IL MIO GATTO JUGOSLAVIA di Pajtim Statovci


Quando mi chiedono come mi chiamo, a volte dico il mio vero nome, ma spesso rispondo Michael o Jon, Alberto o Henry, così riesco ad evitare la seconda domanda: E da dove vieni?


3 aprile 2024

Identità, luoghi, radici. Il romanzo di formazione del giovane Statovci.

E’ davvero impossibile non lasciarsi travolgere dalle storie di Emine e di Bekim. Storie di crescita, di sogni che si schiantano contro la realtà, di spostamenti fisici e viaggi mentali in cui la morte appare sempre come l’unico capolinea.

Questo è il primo romanzo di Pajtim Statovci. E’ il romanzo in cui si racconta, una presentazione aspra e disincantata, poetica e dilaniante. Una storia che parte dalle radici in Kosovo, dove è nato, e arriva alla fine di un percorso di vita tormentato e sofferto in Finlandia, dove è cresciuto.

I gatti sono il filo conduttore. Insieme alla morte, che aleggia ovunque. Gatti come specchi riflettenti, adorabili e graffianti grilli parlanti, coscienza e monito per i due protagonisti.

Lei, Emine, diciassettenne nella primavera del 1980, schiacciata dalle convenzioni e dall’assenza di prospettive future. Nella provincia più sperduta del Kosovo sogna l’occidente ma sa che il suo destino è tutt’altro, E’ una donna, non può studiare, non ha talenti, non ha voce alcuna. L’unica sua dote è essere una brava casalinga. L’unica speranza è trovare un marito che sia buono con lei.

Lui, Bekim, quarto di cinque figli, è cresciuto in Finlandia, una terra estrema e misconosciuta, lontana anni luce dalla terra dei suoi genitori, il Kosovo. Del Kosovo, delle sue tradizioni, persino della sua lingua non conserva più nulla. Ormai le sue radici sono in quel nord freddo e asettico, che tuttavia lo respinge, lo giudica, lo vuole simile a sé ma gli rende impossibile diventarlo. Un immigrato dai capelli scuri e dal naso aquilino, guardato con sospetto, accusato di approfittare dello stato sociale finlandese, di non stare alle regole, di essere incivile e inutile. Una condizione che accompagna la sua infanzia e che finisce per allontanarlo dai suoi genitori, di cui si vergogna. La loro lingua stentata, il loro aspetto, le loro idee anacronistiche e fuori luogo.

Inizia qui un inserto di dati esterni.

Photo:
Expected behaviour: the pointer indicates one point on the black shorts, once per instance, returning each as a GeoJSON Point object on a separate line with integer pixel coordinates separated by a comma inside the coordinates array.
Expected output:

Emine e Bakim sono le facce di una stessa medaglia. Lei incarna la giovinezza immolata nella speranza di un matrimonio felice, che puntualmente la deluderà nel profondo, insieme all’ideale maschile, crollato miseramente sotto i colpi della violenza e della noncuranza. La fuga, la speranza e il fallimento dell’integrazione all’estero. La famiglia disgregata, l’amore finito.

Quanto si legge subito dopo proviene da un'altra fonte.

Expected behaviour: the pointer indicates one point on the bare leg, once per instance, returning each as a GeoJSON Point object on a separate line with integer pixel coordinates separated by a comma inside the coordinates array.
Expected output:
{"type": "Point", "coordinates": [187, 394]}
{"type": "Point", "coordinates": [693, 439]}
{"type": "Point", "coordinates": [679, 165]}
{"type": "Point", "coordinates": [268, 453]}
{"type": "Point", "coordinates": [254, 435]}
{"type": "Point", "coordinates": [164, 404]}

Lui è l’immigrato di seconda generazione, che si integra ma che cova solitudine, disincanto e odio. Guardato con sospetto, nonostante sia un ottimo studente e un cittadino diligente e corretto. Straniero in Finlandia, straniero in Kosovo. Senza radici, senza guida.

Il romanzo è condotto in prima persona. Le voci di Emine e di Bekim si alternano alla guida del racconto. Sono entrambe voci accorate, velate di dolore, alla ricerca di un modello in cui riconoscersi. Un percorso complesso, che si srotola pieno di asperità e di sgomenti mentre i Balcani si disgregano, i cieli solcati dai caccia, le bombe, la distruzione, il cambiamento.

Esce prepotentemente da queste pagine il desiderio di essere visti e riconosciuti dagli altri. Non più invisibili, non più persone da decifrare. Esseri umani che devono amalgamare secoli di tradizioni, di pensieri inculcati con la forza del tempo e del sangue, di schemi mentali e credenze inviolabili con un presente incomprensibile e difficile da sottoscrivere.

Così Bajram, marito di Emine, fautore della fuga verso il nord, ripiegherà sull’idea del ritorno, ormai inviso dai figli e soffocato da un sentimento insopportabile di rifiuto. Il Kosovo non saprà curare le sue ferite. Così Emine sceglierà di invecchiare sola, scendendo a patti con la società finlandese, dalla quale non si staccherà più. E così Bekim, il bambino irrequieto dilaniato dagli incubi, l’adolescente che sogna la letteratura, il giovane omosessuale incompreso dal padre, pedina impazzita, ago di una bussola senza magnete, farà pace con il passato della sua famiglia e lascerà che un uomo penetri la sua cortina di solitudine.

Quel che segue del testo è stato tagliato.